Commentary

Why Is OOH Programmatic Media Buying Problematic?

Programmatic media buying is beginning to expand beyond established areas like online and broadcast media, taking its first tentative steps into the out-of-home (OOH) media industry. Several partnerships of media agencies, OOH vendors and technology companies have formed to develop and test platforms that promise real-time buying and campaign optimization.

Proponents of programmatic media buying promise far greater efficiency, speed and flexibility, but a number of fundamental obstacles will make universal adoption in the OOH industry a distant prospect at best.
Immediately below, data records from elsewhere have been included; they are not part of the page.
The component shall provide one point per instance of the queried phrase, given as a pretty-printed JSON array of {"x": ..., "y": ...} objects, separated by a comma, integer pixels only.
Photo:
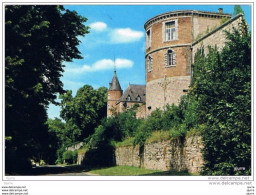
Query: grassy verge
[{"x": 135, "y": 171}]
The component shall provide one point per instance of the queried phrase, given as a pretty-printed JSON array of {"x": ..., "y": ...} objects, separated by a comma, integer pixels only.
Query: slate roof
[
  {"x": 115, "y": 85},
  {"x": 134, "y": 91}
]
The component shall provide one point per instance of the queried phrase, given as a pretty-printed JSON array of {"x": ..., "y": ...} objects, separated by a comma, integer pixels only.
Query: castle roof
[
  {"x": 115, "y": 85},
  {"x": 181, "y": 13},
  {"x": 134, "y": 93}
]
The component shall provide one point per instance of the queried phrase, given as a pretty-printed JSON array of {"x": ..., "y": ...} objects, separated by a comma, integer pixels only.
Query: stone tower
[
  {"x": 114, "y": 94},
  {"x": 168, "y": 57}
]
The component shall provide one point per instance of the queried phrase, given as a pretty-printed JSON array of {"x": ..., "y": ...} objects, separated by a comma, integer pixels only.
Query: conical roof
[{"x": 115, "y": 85}]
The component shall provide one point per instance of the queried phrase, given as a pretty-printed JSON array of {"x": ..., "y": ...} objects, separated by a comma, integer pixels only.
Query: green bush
[{"x": 68, "y": 157}]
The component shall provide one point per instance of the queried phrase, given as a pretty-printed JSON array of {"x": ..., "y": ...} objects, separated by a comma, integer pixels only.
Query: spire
[{"x": 115, "y": 85}]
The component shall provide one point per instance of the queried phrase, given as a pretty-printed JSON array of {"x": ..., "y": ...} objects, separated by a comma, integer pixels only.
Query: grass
[
  {"x": 135, "y": 171},
  {"x": 127, "y": 142},
  {"x": 158, "y": 136}
]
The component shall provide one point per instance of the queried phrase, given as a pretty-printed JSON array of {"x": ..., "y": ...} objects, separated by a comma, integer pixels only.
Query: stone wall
[
  {"x": 176, "y": 154},
  {"x": 217, "y": 37},
  {"x": 176, "y": 87}
]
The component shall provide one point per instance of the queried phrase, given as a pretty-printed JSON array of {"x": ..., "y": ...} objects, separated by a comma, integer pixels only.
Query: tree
[
  {"x": 84, "y": 112},
  {"x": 222, "y": 86},
  {"x": 38, "y": 40}
]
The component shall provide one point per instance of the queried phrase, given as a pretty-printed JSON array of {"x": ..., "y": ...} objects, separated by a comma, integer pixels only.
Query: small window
[
  {"x": 170, "y": 31},
  {"x": 148, "y": 39},
  {"x": 150, "y": 63},
  {"x": 170, "y": 58},
  {"x": 138, "y": 98},
  {"x": 128, "y": 98}
]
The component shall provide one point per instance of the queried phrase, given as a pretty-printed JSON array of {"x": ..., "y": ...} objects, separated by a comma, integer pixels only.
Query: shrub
[
  {"x": 68, "y": 157},
  {"x": 158, "y": 136}
]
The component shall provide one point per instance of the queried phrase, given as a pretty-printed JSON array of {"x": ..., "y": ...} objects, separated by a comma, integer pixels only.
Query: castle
[{"x": 172, "y": 39}]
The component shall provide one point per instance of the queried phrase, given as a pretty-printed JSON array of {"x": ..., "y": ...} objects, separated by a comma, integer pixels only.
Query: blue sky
[{"x": 117, "y": 32}]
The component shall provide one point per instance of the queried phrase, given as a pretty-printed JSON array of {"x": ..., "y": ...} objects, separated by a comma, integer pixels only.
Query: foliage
[
  {"x": 158, "y": 136},
  {"x": 83, "y": 112},
  {"x": 38, "y": 39},
  {"x": 68, "y": 156},
  {"x": 222, "y": 87}
]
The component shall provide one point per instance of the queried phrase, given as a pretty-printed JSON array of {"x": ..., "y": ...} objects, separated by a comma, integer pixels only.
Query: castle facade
[{"x": 172, "y": 40}]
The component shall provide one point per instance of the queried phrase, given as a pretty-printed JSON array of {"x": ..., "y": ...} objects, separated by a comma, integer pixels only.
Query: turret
[{"x": 114, "y": 94}]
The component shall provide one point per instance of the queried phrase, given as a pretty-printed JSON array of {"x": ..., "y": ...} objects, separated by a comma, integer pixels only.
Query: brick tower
[
  {"x": 168, "y": 57},
  {"x": 114, "y": 94}
]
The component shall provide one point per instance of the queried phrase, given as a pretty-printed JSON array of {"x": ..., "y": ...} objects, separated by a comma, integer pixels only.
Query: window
[
  {"x": 128, "y": 98},
  {"x": 150, "y": 61},
  {"x": 138, "y": 98},
  {"x": 170, "y": 58},
  {"x": 170, "y": 31},
  {"x": 148, "y": 39}
]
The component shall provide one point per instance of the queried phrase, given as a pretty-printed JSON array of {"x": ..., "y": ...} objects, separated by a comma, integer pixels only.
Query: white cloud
[
  {"x": 104, "y": 64},
  {"x": 125, "y": 35},
  {"x": 98, "y": 26}
]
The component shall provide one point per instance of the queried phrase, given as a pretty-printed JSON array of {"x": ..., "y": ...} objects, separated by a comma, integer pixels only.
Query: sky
[{"x": 117, "y": 34}]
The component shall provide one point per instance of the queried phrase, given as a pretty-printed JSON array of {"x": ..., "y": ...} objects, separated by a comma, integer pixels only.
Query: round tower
[
  {"x": 114, "y": 94},
  {"x": 168, "y": 57}
]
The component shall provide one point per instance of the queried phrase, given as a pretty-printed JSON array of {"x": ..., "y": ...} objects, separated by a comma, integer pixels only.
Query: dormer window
[
  {"x": 150, "y": 63},
  {"x": 170, "y": 30},
  {"x": 128, "y": 98}
]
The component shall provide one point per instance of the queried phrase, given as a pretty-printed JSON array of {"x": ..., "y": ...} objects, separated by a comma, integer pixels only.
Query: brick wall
[
  {"x": 175, "y": 89},
  {"x": 113, "y": 97}
]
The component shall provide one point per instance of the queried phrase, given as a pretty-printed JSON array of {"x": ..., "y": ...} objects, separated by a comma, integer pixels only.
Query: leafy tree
[
  {"x": 222, "y": 87},
  {"x": 38, "y": 39},
  {"x": 83, "y": 112}
]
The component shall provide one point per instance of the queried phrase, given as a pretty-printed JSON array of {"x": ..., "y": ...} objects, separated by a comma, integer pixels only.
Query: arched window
[{"x": 170, "y": 58}]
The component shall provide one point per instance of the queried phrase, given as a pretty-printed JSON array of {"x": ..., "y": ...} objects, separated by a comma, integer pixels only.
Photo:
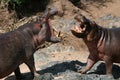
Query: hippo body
[
  {"x": 103, "y": 43},
  {"x": 18, "y": 46}
]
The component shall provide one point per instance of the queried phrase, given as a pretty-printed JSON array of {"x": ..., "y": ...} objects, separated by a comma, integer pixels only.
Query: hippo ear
[{"x": 93, "y": 33}]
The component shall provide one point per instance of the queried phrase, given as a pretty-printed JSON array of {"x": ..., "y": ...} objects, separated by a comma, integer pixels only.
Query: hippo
[
  {"x": 103, "y": 43},
  {"x": 18, "y": 46}
]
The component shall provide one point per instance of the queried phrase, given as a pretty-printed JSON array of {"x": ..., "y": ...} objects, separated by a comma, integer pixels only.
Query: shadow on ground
[{"x": 70, "y": 66}]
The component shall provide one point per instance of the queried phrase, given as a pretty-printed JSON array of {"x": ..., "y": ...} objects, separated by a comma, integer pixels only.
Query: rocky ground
[{"x": 60, "y": 61}]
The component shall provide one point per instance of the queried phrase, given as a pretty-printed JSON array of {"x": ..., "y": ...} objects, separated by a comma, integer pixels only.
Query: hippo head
[{"x": 86, "y": 28}]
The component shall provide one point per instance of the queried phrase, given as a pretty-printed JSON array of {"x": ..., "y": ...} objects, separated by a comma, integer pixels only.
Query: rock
[{"x": 46, "y": 76}]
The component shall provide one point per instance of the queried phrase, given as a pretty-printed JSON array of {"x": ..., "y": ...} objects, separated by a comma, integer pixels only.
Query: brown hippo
[
  {"x": 18, "y": 46},
  {"x": 103, "y": 43}
]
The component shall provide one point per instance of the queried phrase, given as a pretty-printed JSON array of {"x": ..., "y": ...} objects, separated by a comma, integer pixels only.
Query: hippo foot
[
  {"x": 55, "y": 39},
  {"x": 82, "y": 71}
]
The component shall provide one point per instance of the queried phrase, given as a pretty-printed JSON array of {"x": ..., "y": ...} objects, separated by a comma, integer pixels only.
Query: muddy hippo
[
  {"x": 18, "y": 46},
  {"x": 103, "y": 43}
]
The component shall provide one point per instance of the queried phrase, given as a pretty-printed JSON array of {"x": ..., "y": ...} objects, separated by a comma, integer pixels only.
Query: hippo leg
[
  {"x": 53, "y": 38},
  {"x": 30, "y": 63},
  {"x": 90, "y": 62},
  {"x": 89, "y": 65},
  {"x": 108, "y": 64},
  {"x": 18, "y": 74}
]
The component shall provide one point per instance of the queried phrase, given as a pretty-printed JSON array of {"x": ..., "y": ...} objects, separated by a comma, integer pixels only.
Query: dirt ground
[{"x": 94, "y": 10}]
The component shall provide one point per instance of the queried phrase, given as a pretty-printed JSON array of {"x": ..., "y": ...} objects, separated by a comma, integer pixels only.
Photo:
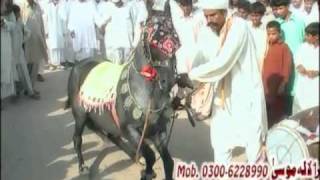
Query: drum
[{"x": 294, "y": 139}]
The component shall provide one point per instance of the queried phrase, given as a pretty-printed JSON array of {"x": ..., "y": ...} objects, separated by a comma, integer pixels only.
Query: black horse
[{"x": 138, "y": 100}]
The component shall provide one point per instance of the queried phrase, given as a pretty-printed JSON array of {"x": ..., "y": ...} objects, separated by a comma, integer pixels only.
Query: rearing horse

Here are the major barriers:

  • Huge variety of OOH inventory: While programmatic has worked best with highly standardized, virtually unlimited digital inventory with rich data, OOH media is sold in a jumble of static and digital formats, with no real-time audience data. Wide differences in local market conditions mean that OOH is seldom bought in a single format or with an exclusive vendor, even for national campaigns. Furthermore, while digital place-based networks (the primary targets of initial programmatic tests) are growing fast, they represent only a fraction of the current OOH landscape.
  • Lack of standard audience data: Several years after the introduction of TAB’s (Traffic Audit Bureau for Media Measurement) audience measurement data, many outdoor vendors who control valuable local inventory still do not subscribe to this methodology. Even digital place-based networks, who are far more homogeneous than traditional outdoor vendors, have not implemented standard audience measurement practices. Finally, alternative OOH media such as coffee sleeves, bar media, wild posting, etc. are not audited or measured at all -- and are not likely to be any time soon.
  • Lack of addressability: Unlike digital or mobile advertising, which use “one-to-one” messaging, cookies and other addressability technology, OOH media is a “one-to-many” medium, which technologically does not support such an approach. Innovations like facial recognition and ad beacons (as well as expansion of digital outdoor inventory) offer some advances in this area, but also face potential resistance from consumers, municipalities and government regulators.
  • Fragmented trading platforms: The three largest outdoor companies, who together control over half of the billboards in the U.S., have invested heavily in their own proprietary inventory management and sales systems. Even those currently participating in programmatic tests are resisting real-time buying in favor of more limited digital message optimization.
  • Industry inertia: The majority of outdoor spending is generated by local and regional clients and agencies, most of which have neither the resources nor the inclination to adopt programmatic buying technology. Also, vendors go to market locally through direct personal sales, tightly controlling market data and avails to maximize profitability.

Thus, the foreseeable future of programmatic out-of-home media buying will at best be limited to a small range of digital place-based media, small homogeneous markets/properties and proprietary partnerships between larger vendors and agency holding companies for their national and global advertisers. This constitutes a fraction of the OOH industry spectrum, raising questions about the near-term volume and profitability of such endeavors.

We welcome and embrace technological innovation that streamlines business practices in the OOH industry, but programmatic buying is a long way from providing the kind of universal, frictionless marketplace its proponents envision.